Anti-Money Laundering and Terrorist Financing Policy.

Shumul Bank has adopted a set of policies and procedures within its program to combat money laundering and terrorist financing, because the compliance monitoring function is considered one of the most important foundations and factors for the success of banks and one of the mechanisms of good corporate governance, as it plays a fundamental role in meeting legal and regulatory requirements, protecting the bank’s resources and reputation, and providing protection from sanctions.
The bank’s policy is primarily based on compliance with anti-money laundering laws and regulations on its activities and applies the best local and international standards in the field of combating various financial crimes.
Compliance is a comprehensive and multi-faceted responsibility, and falls on all parties in banks, starting with the board of directors and senior management and ending with all employees, each according to his powers and assigned tasks.
The bank’s policies primarily define clear procedures related to applying best practices to identify, determine and verify the identity of customers, and to identify the nature of the activities practiced by the customer and the sources of his funds, in addition to conducting continuous monitoring of customer transactions and activities through follow-up, monitoring and reporting suspicious cases to the competent regulatory authorities for combating money laundering and terrorist financing.
To achieve the above, Shumul Bank established a special department for the Compliance Unit pursuant to the Board of Directors’ decision dated 1/January/2023 AD, which enjoys complete independence and special responsibilities to implement policies and procedures related to compliance requirements, combating money laundering and combating the financing of terrorism, to ensure compliance with laws, regulations, codes of conduct and standards of sound practices, identify, assess and monitor non-compliance risks, provide advice and guidance to address them and submit the necessary reports regarding compliance to the Board of Directors and senior management.
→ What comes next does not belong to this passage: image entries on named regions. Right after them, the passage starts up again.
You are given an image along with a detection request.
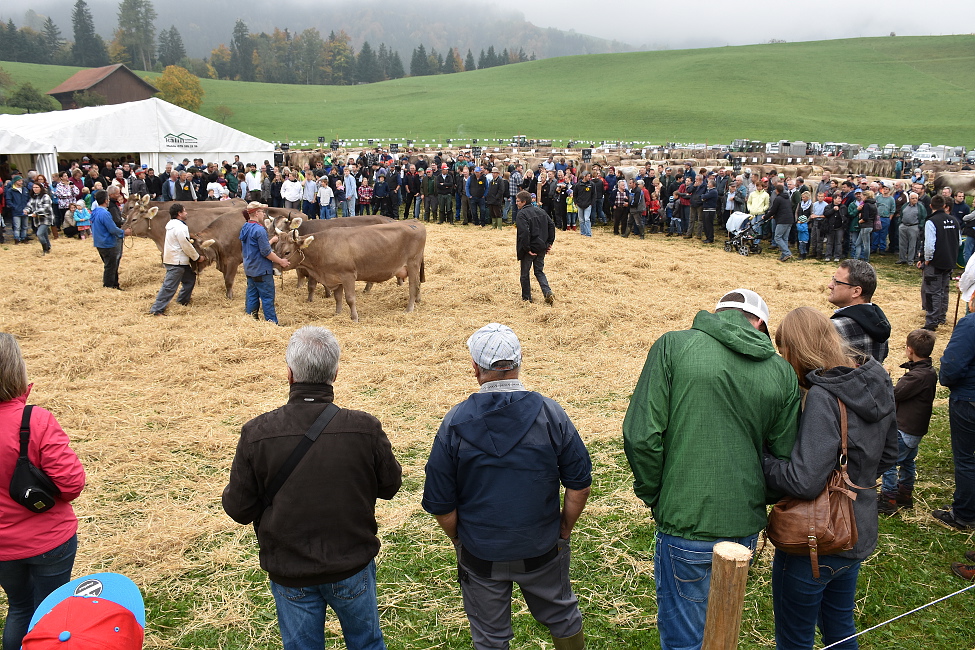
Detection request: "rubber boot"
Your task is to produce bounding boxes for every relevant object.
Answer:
[552,630,586,650]
[877,490,900,515]
[897,483,914,508]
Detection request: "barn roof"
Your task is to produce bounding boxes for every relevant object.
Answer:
[47,63,159,95]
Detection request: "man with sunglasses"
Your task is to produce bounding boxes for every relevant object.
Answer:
[827,259,890,363]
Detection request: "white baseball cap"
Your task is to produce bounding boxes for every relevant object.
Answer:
[467,323,521,370]
[714,289,768,323]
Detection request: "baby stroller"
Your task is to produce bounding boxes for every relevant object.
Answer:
[724,212,763,257]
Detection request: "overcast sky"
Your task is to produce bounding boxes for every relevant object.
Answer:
[508,0,975,49]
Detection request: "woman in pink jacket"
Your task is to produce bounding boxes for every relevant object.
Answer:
[0,333,85,650]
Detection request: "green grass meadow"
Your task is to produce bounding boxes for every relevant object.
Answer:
[0,34,975,148]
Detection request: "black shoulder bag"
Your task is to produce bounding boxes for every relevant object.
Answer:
[10,404,61,514]
[254,403,339,535]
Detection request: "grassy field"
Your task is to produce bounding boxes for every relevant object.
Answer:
[0,220,975,650]
[0,35,975,147]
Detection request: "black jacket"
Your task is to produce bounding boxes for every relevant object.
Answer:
[435,171,454,196]
[572,181,602,208]
[894,359,938,436]
[223,383,402,587]
[485,175,509,205]
[515,205,555,260]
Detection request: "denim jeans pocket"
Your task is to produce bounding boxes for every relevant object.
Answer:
[667,546,711,603]
[276,585,305,601]
[803,558,856,585]
[332,570,369,600]
[41,536,78,560]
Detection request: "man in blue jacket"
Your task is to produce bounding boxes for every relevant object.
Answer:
[423,323,592,650]
[91,190,132,291]
[240,201,290,325]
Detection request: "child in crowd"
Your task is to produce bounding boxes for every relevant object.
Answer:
[318,176,335,219]
[565,185,579,230]
[809,192,829,259]
[74,199,91,239]
[332,181,352,217]
[356,176,373,214]
[823,192,849,262]
[796,187,812,260]
[877,329,938,515]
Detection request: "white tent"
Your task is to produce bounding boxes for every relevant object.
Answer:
[0,97,274,178]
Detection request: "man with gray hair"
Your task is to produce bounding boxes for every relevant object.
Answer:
[423,323,592,650]
[223,326,402,650]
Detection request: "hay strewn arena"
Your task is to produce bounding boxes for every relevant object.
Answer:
[0,225,971,648]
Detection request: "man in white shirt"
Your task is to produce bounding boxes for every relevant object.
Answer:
[149,203,200,316]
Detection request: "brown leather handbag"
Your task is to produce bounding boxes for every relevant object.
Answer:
[765,398,868,578]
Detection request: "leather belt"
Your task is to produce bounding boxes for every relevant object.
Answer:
[460,544,559,578]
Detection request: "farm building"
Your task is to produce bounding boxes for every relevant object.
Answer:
[47,64,159,110]
[0,97,274,178]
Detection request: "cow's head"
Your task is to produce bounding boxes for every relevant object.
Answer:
[122,194,159,237]
[190,239,217,273]
[274,230,315,267]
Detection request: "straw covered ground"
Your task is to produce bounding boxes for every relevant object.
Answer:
[0,220,973,648]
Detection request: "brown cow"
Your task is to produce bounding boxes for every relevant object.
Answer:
[264,214,403,302]
[122,196,233,252]
[276,219,427,321]
[934,172,975,196]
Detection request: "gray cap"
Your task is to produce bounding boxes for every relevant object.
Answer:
[467,323,521,370]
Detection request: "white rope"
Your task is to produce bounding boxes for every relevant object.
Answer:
[822,583,975,650]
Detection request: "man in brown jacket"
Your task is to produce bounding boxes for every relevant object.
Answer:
[223,326,402,650]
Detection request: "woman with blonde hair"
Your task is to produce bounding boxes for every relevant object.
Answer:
[0,333,85,650]
[763,307,897,650]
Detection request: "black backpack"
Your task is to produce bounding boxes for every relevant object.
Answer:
[10,405,61,514]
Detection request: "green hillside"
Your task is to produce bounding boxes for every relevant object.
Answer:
[0,35,975,147]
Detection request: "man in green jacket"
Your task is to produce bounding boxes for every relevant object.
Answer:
[623,289,799,650]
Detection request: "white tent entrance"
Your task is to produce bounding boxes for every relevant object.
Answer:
[0,97,274,178]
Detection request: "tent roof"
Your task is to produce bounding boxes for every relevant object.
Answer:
[0,97,274,158]
[47,63,159,95]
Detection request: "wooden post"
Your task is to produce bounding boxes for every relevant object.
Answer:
[701,542,752,650]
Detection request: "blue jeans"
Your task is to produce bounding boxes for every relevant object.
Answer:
[882,431,921,495]
[772,223,792,260]
[471,196,488,226]
[0,535,78,650]
[850,226,873,262]
[13,215,29,241]
[653,531,764,650]
[579,206,592,237]
[772,550,860,650]
[963,236,975,264]
[948,398,975,523]
[149,264,196,314]
[271,560,386,650]
[244,274,278,325]
[37,223,51,251]
[870,217,890,253]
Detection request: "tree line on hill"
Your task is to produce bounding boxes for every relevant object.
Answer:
[0,0,535,85]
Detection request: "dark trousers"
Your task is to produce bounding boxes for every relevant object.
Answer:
[948,399,975,522]
[98,246,122,289]
[921,264,951,327]
[701,208,716,243]
[613,205,630,235]
[149,264,196,314]
[521,253,552,300]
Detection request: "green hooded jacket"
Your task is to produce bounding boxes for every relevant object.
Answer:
[623,310,799,541]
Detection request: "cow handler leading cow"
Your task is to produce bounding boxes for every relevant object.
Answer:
[240,202,291,325]
[149,203,200,316]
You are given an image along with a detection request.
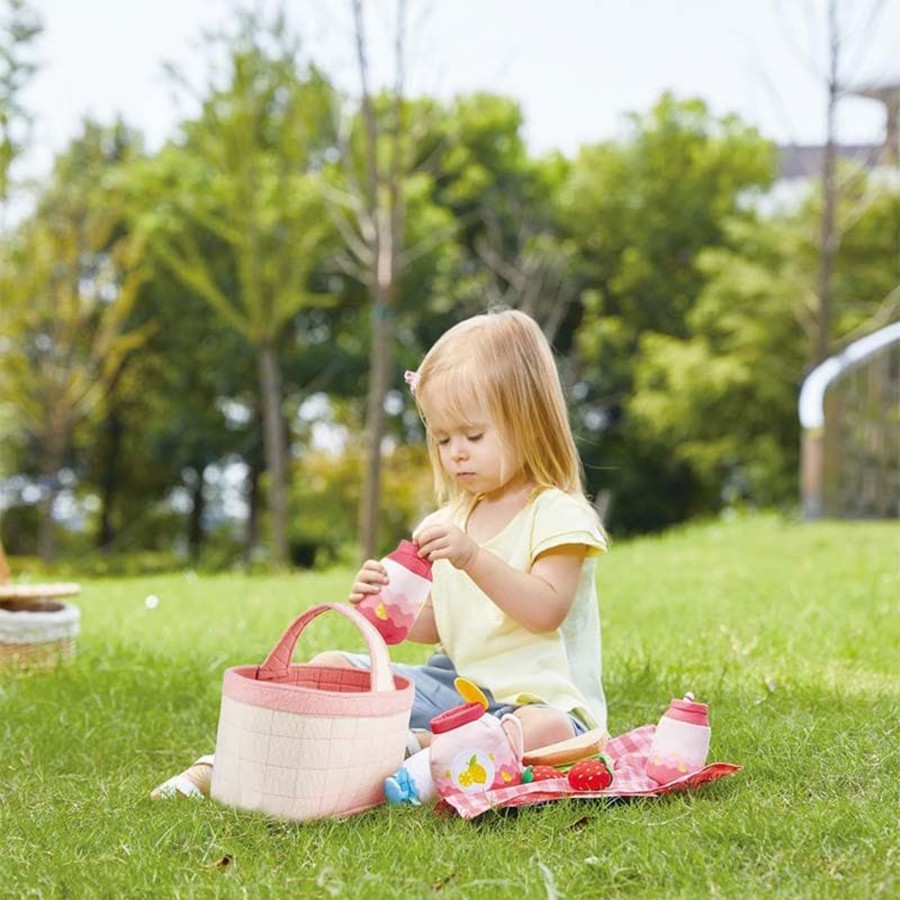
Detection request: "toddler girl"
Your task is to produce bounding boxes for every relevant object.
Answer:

To enhance the efficiency of the Bank’s program to combat money laundering and terrorist financing, the Bank provides the necessary and continuous training for its employees in a manner that is consistent with the nature of their job duties and enhances their ability to carry out their responsibilities towards implementing the Bank’s policies and procedures to combat money laundering and terrorist financing.
Therefore, the Board of Directors of Shumul Bank decided to approve the Compliance Guidelines Manual based on a set of laws and instructions related to combating money laundering and terrorist financing in accordance with Law No. (1) of 2010 and its amendments issued by Law No. 17 of 2013, which stipulates that all financial institutions operating in the Republic of Yemen must have procedures and rules based on the principle of Know Your Customer and combating money laundering and terrorist financing, as well as adherence to the instructions and regulatory controls issued by the Central Bank of Yemen No. (1) of 2012 and the periodic circular on the basic indicators of suspicion of money laundering and terrorist financing No. (2) of 2012, and to confirm Shumul Bank’s commitment to these laws, the bank has established policies and procedures to combat money laundering activities, and monitor the implementation of the aforementioned policies and procedures. These policies cover the work procedures of all the bank’s various units and branches. Based on Shumul Bank’s commitment to the laws and instructions of Know Your Customer and Anti-Money Laundering and Combating the Financing of Terrorism requirements, Shumul Bank is keen to promote the values ​​of transparency and integrity in all its activities. To this end, the Bank’s Board of Directors has issued the “Anti-Money Laundering and Combating the Financing of Terrorism Policy Guide”, which includes a set of instructions that are consistent with the regulations of the Central Bank of Yemen and the recommendations of the Financial Action Task Force, and various relevant international recommendations. It contains the following:

  • Exercising due diligence to identify, recognize and verify the identity of the customer.
  • Establishing a risk-based system to identify and monitor suspicious transactions.
  • Establishing internal and external reporting procedures for suspicious transactions.
  • Training employees to identify suspicious transactions and reporting mechanisms.
  • Training employees on their legal obligations and responsibilities in this area.
  • Establishing record-keeping procedures, including proving the identity of the customer and his transactions.
  • Appointing a compliance officer to monitor the extent of compliance with the implementation of these policies.
  • Updating procedures in accordance with local and international instructions in this regard.